With Kill Bill: Volume 1 (Volume 2 should be on DVD by the time you read this), Tarantino made ’em put their money where their mouth was. No clever dialogue, no wink-at-the-camera, no film student safety net. KB is basically two-plus hours of old school graphic mayhem, and a lot of former supporters blanched. Y’know what? Screw ’em. If there was a better time at the movies in 2003 than Kill Bill: Volume 1, I missed it.
Granted, the film is not for everyone. The legendary Tarantino violence registers a few notches higher on the blood and guts scale, and more than a few notches lower on the irony scale, so people who snickered at the over-the-top gunplay of, say, Pulp Fiction, had a bit more to deal with this time around.

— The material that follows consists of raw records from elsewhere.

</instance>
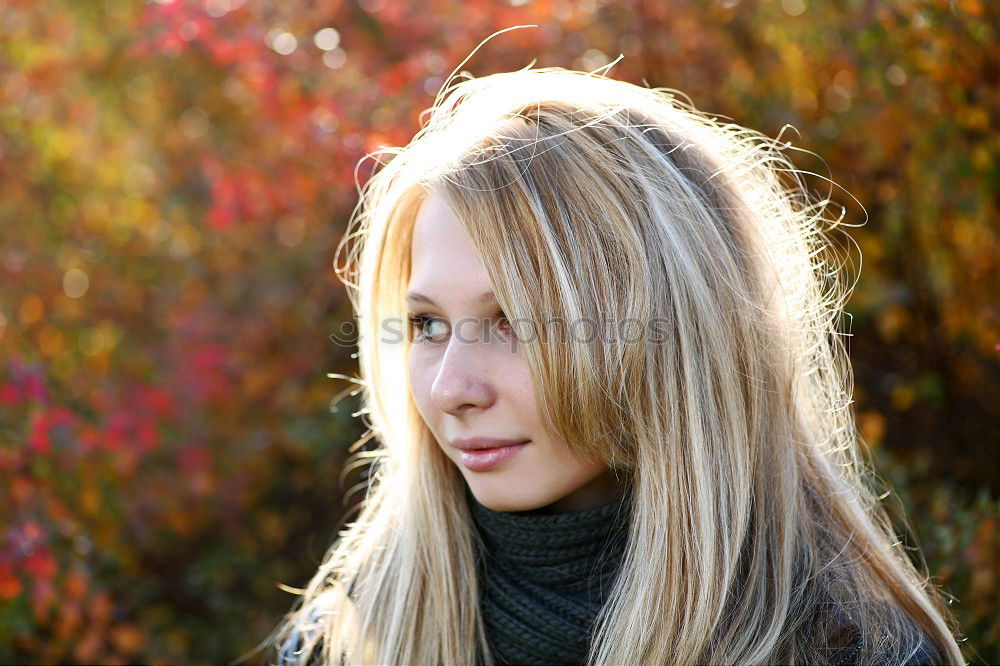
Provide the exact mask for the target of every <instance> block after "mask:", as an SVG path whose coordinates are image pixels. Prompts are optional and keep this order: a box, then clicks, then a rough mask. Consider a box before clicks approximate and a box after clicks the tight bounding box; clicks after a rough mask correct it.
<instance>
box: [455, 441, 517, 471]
mask: <svg viewBox="0 0 1000 666" xmlns="http://www.w3.org/2000/svg"><path fill="white" fill-rule="evenodd" d="M528 444H530V442H521V443H520V444H513V445H511V446H500V447H497V448H493V449H465V450H463V451H459V453H458V455H459V459H460V460H461V461H462V464H463V465H465V467H466V469H468V470H471V471H473V472H485V471H486V470H489V469H492V468H494V467H496V466H497V465H499V464H500V463H502V462H504V461H505V460H509V459H510V458H512V457H514V456H516V455H517V452H518V451H520V450H521V449H523V448H524V447H526V446H527V445H528Z"/></svg>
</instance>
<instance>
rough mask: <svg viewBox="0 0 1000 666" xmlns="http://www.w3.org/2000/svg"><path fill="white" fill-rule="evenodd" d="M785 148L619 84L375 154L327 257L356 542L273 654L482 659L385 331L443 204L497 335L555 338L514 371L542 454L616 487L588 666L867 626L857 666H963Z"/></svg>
mask: <svg viewBox="0 0 1000 666" xmlns="http://www.w3.org/2000/svg"><path fill="white" fill-rule="evenodd" d="M787 148H788V146H782V145H781V144H780V143H778V142H777V141H775V140H771V139H768V138H767V137H765V136H764V135H762V134H760V133H757V132H754V131H751V130H748V129H745V128H742V127H739V126H736V125H733V124H726V123H722V122H720V121H718V120H716V119H714V118H710V117H708V116H706V115H704V114H702V113H700V112H698V111H697V110H695V109H694V108H692V107H691V106H690V104H687V103H684V102H682V101H680V100H679V99H678V98H677V97H676V96H675V95H674V94H672V93H671V92H670V91H669V90H667V89H662V88H661V89H649V88H643V87H640V86H636V85H632V84H629V83H625V82H621V81H617V80H613V79H610V78H608V77H607V75H606V73H604V74H599V73H584V72H574V71H568V70H564V69H561V68H544V69H531V68H528V69H524V70H520V71H516V72H508V73H500V74H493V75H490V76H484V77H482V78H472V77H471V76H465V77H463V78H462V79H460V80H458V81H457V82H454V81H449V83H448V84H447V85H446V86H445V88H443V89H442V91H441V93H440V94H439V96H438V98H437V99H436V100H435V105H434V107H433V108H432V109H431V110H430V113H429V117H427V118H426V120H425V122H424V124H423V126H422V128H421V130H420V131H419V132H418V133H417V135H416V136H415V137H414V138H413V140H412V141H411V142H410V144H409V145H408V146H406V147H405V148H387V149H385V150H384V151H381V152H380V153H379V154H378V155H377V157H379V158H382V157H384V158H387V159H385V160H384V161H383V160H381V159H379V160H378V166H379V167H380V168H378V169H376V173H375V174H374V175H373V177H371V178H370V179H369V180H368V181H367V182H366V183H365V185H364V187H363V188H361V190H360V194H361V199H360V202H359V204H358V207H357V208H356V209H355V211H354V213H353V215H352V217H351V223H350V227H349V230H348V234H347V235H346V236H345V238H344V241H343V243H342V245H341V247H340V248H338V259H337V260H338V264H337V269H338V272H339V274H341V275H342V276H343V277H344V279H345V282H346V284H347V285H348V287H349V292H348V293H349V295H350V298H351V302H352V304H353V305H354V307H355V309H356V312H357V315H358V321H359V326H360V340H359V363H360V378H359V380H358V381H359V383H360V384H361V389H362V391H363V393H362V395H363V399H364V411H365V413H366V414H367V418H368V420H369V421H370V424H371V432H372V436H373V437H375V438H376V441H377V444H378V447H377V448H376V449H375V450H373V451H369V452H363V453H362V454H360V456H363V459H364V461H366V462H368V463H371V464H372V465H373V467H372V476H371V484H370V487H369V489H368V491H367V496H366V500H365V501H364V503H363V505H362V506H361V507H360V512H359V513H358V514H357V517H356V520H354V521H353V522H350V523H347V525H346V527H345V528H344V530H343V531H342V532H341V534H340V535H339V538H338V539H337V541H336V542H335V543H334V545H333V546H332V547H331V549H330V551H329V552H328V554H327V556H326V557H325V559H324V561H323V563H322V564H321V566H320V567H319V570H318V571H317V572H316V574H315V576H314V577H313V578H312V580H311V581H310V582H309V584H308V586H307V588H306V589H305V590H300V591H298V592H299V593H300V594H301V599H300V600H299V601H300V603H297V604H296V605H295V608H294V609H293V610H292V611H290V612H289V613H288V615H287V616H286V618H285V621H284V622H283V623H282V624H281V625H280V627H279V630H278V631H276V636H275V639H274V642H275V643H277V644H279V645H280V644H281V642H282V641H283V640H284V638H285V637H286V636H287V635H288V633H289V632H290V631H291V630H292V628H293V627H295V626H298V628H299V630H300V631H303V632H304V633H305V635H306V636H307V638H310V637H311V638H310V639H309V640H306V641H305V650H304V656H308V654H309V652H310V650H312V649H313V648H316V649H319V648H320V646H322V650H323V653H322V659H323V661H324V662H328V663H338V662H340V661H341V660H342V659H343V660H344V661H345V662H346V663H366V664H438V663H444V664H459V663H465V664H468V663H472V662H473V661H474V659H475V654H476V648H477V644H478V647H479V649H480V650H481V651H482V653H483V654H485V655H487V660H488V663H493V661H492V656H490V653H489V648H488V646H487V645H486V643H485V635H484V630H483V626H484V625H483V622H482V620H481V618H480V614H479V605H478V592H477V580H476V575H475V572H476V566H475V559H474V558H475V548H474V538H475V536H474V531H473V525H472V523H471V519H470V513H469V508H468V506H467V499H466V497H465V494H464V483H465V482H464V480H463V478H462V475H461V473H460V472H459V470H457V469H456V468H455V466H454V465H453V464H452V463H451V462H450V461H449V460H448V459H447V458H446V457H445V455H444V453H443V452H442V451H441V450H440V448H439V447H438V446H437V445H436V443H435V441H434V439H433V435H432V434H431V432H430V431H429V429H428V428H427V426H426V424H425V423H424V422H423V421H422V419H421V418H420V415H419V413H418V412H417V409H416V405H415V403H414V402H413V400H412V396H411V393H410V391H411V387H410V385H409V383H408V378H407V372H406V368H407V354H408V351H409V349H410V342H408V339H404V340H403V342H402V343H399V342H398V341H395V340H387V336H386V332H385V329H384V328H383V325H384V322H385V321H387V320H395V321H399V320H404V321H405V317H406V305H405V303H404V296H405V291H406V288H407V283H408V279H409V271H410V254H409V253H410V240H411V237H412V235H413V226H414V220H415V217H416V213H417V210H418V208H419V205H420V203H421V201H422V200H423V199H424V198H425V197H426V196H427V194H428V193H430V192H434V193H439V194H440V195H441V196H442V197H443V198H444V199H445V201H446V202H447V203H448V205H449V206H450V207H451V208H452V210H453V211H454V212H455V214H456V218H457V221H458V222H459V223H460V224H461V225H462V227H463V228H464V229H465V231H466V232H467V233H468V235H469V238H470V239H471V242H472V244H473V246H474V247H475V249H476V251H477V252H478V254H479V256H480V258H481V260H482V262H483V264H484V266H485V269H486V271H487V274H488V276H489V279H490V281H491V283H492V285H493V289H494V292H495V294H496V296H497V300H498V301H499V302H500V304H501V306H502V308H503V310H504V312H505V313H506V314H507V316H508V317H509V318H510V319H511V320H518V321H532V322H537V323H538V324H539V327H538V329H536V330H541V331H543V333H542V335H539V336H536V337H534V338H529V339H528V340H526V341H525V342H524V344H523V345H522V346H521V350H522V353H523V354H524V358H525V360H526V363H527V364H528V366H529V367H530V370H531V373H532V379H533V384H534V388H535V395H536V399H537V404H538V409H539V410H540V413H541V416H542V417H543V419H545V420H546V423H547V424H548V426H549V427H550V428H551V429H552V432H554V433H556V434H557V436H558V437H559V438H560V439H561V440H563V441H565V442H566V443H567V444H568V446H570V447H571V448H572V450H574V451H577V452H579V453H580V454H581V455H588V454H596V455H599V456H601V458H602V459H603V460H605V461H606V462H607V463H608V464H609V465H611V466H615V467H619V468H622V469H625V470H627V474H628V478H629V480H630V484H631V486H632V492H633V496H634V501H635V508H634V513H633V518H632V522H631V527H630V536H629V541H628V545H627V551H626V555H625V558H624V561H623V565H622V569H621V573H620V576H619V578H618V580H617V582H616V585H615V587H614V588H613V590H612V592H611V595H610V597H609V598H608V600H607V602H606V604H605V606H604V607H603V609H602V611H601V613H600V615H599V617H598V621H597V625H596V629H595V632H596V633H595V636H594V638H593V641H592V643H591V647H590V655H589V663H593V664H639V663H653V664H694V663H712V664H731V663H742V664H752V663H773V662H779V663H823V662H824V661H826V660H828V659H830V658H831V656H832V655H833V653H834V651H835V650H836V649H837V648H839V647H843V646H846V645H848V644H851V643H853V641H854V640H855V637H854V636H853V635H852V634H851V632H850V630H851V628H852V627H853V628H855V629H856V630H857V632H858V633H857V637H856V638H857V639H860V640H861V647H862V651H861V653H860V654H858V655H857V657H856V661H857V663H875V662H879V663H885V664H896V663H902V662H903V661H905V660H906V658H907V657H908V656H909V655H911V654H913V653H914V652H915V651H916V650H917V649H918V648H919V647H920V646H921V645H924V646H925V649H929V650H930V652H931V653H932V654H937V655H938V656H939V657H940V659H941V660H942V663H951V664H959V663H964V662H963V658H962V654H961V652H960V649H959V646H958V643H957V641H956V639H955V637H954V635H955V634H956V633H957V631H958V627H957V625H955V622H954V620H953V619H952V616H951V615H950V613H949V611H948V609H947V607H946V606H945V604H944V603H943V602H942V600H941V599H940V593H939V591H938V590H937V588H935V586H934V585H933V584H932V583H931V582H930V580H929V577H928V575H927V572H926V565H925V564H924V562H923V559H922V558H921V557H920V556H919V552H917V553H916V556H915V559H917V560H918V561H917V562H916V563H914V562H912V561H911V559H910V557H909V556H908V555H907V552H906V550H905V549H904V547H903V546H902V544H901V542H900V539H899V538H898V537H897V536H896V533H895V532H894V525H893V523H892V520H891V519H890V518H889V514H888V513H887V512H886V510H885V509H884V508H883V507H882V505H881V503H880V501H879V499H878V493H879V492H880V490H879V489H878V485H879V484H880V483H881V482H880V481H878V480H877V477H876V476H875V475H874V473H873V470H872V469H871V462H870V460H869V458H868V455H867V453H866V448H865V447H864V443H863V441H862V440H861V438H860V435H859V432H858V430H857V428H856V425H855V421H854V415H853V408H852V406H851V394H852V390H853V389H852V384H853V380H852V372H851V368H850V365H849V364H848V361H847V358H846V354H845V350H844V346H843V341H842V338H843V337H844V333H843V332H842V328H843V326H842V324H843V322H842V307H843V305H844V302H845V300H846V298H847V296H848V294H849V292H850V290H851V288H852V286H853V285H848V284H847V281H846V280H844V279H843V271H842V268H843V263H844V262H843V261H838V260H837V256H838V253H837V252H836V251H835V250H836V245H835V244H834V243H832V242H831V239H830V238H829V237H828V236H829V231H830V230H832V229H834V228H836V227H838V226H839V224H840V221H839V218H833V217H832V216H830V215H828V214H827V212H826V211H827V210H828V209H830V208H832V207H831V206H830V205H829V201H827V200H826V199H822V200H819V199H818V198H816V197H813V196H812V195H810V194H808V193H807V190H806V188H805V186H804V185H803V182H802V180H801V175H800V173H799V172H797V171H796V170H795V169H794V168H793V166H792V164H791V163H790V161H789V160H788V159H787V157H785V156H784V152H783V151H784V150H785V149H787ZM838 210H839V209H838ZM345 250H346V253H345ZM342 258H343V259H345V260H344V261H343V262H342V263H341V261H340V260H341V259H342ZM552 318H559V319H561V320H562V321H565V322H572V321H575V320H579V319H582V318H589V319H590V320H599V321H600V320H605V321H615V322H622V321H627V320H638V321H639V322H648V321H650V320H653V319H656V320H658V321H660V322H666V324H665V325H664V326H661V332H662V336H661V339H660V340H655V339H652V338H651V337H650V336H647V335H639V336H636V335H631V336H620V337H618V338H617V339H616V338H608V339H605V340H603V341H600V342H598V343H596V344H595V343H593V342H591V343H587V342H581V341H579V340H574V339H573V338H572V337H566V336H563V337H559V336H557V335H553V336H552V337H551V338H545V337H544V331H545V326H544V323H545V322H546V321H549V320H551V319H552ZM550 332H551V331H550ZM547 340H548V341H547ZM896 526H898V525H896ZM348 593H349V595H348ZM303 663H304V662H303Z"/></svg>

Once the viewer gets used to that, they can simply sit back and plug this garishly Technicolor, borderline surreal melodrama directly into their brain’s pleasure centers and go to town. Uma Thurman, in case you hadn’t heard, plays a professional killer prevented from turning straight by her former employers. They try to wipe her out, but only succeed in pissing her off. There’s more to the story than that, but it’s apparently all in Volume 2, so you don’t need to worry about the details this time around.
Like any good cartoon-like action film, description is impossible. Suffice to say, if you have a strong tolerance for severed limbs and arterial spray, you need to see this. Oddly, this modern day samurai tale reminded me most of Evil Dead II in its depiction of impossible grievous bodily harm, and KB is every bit as sick/fun. An absolute blast.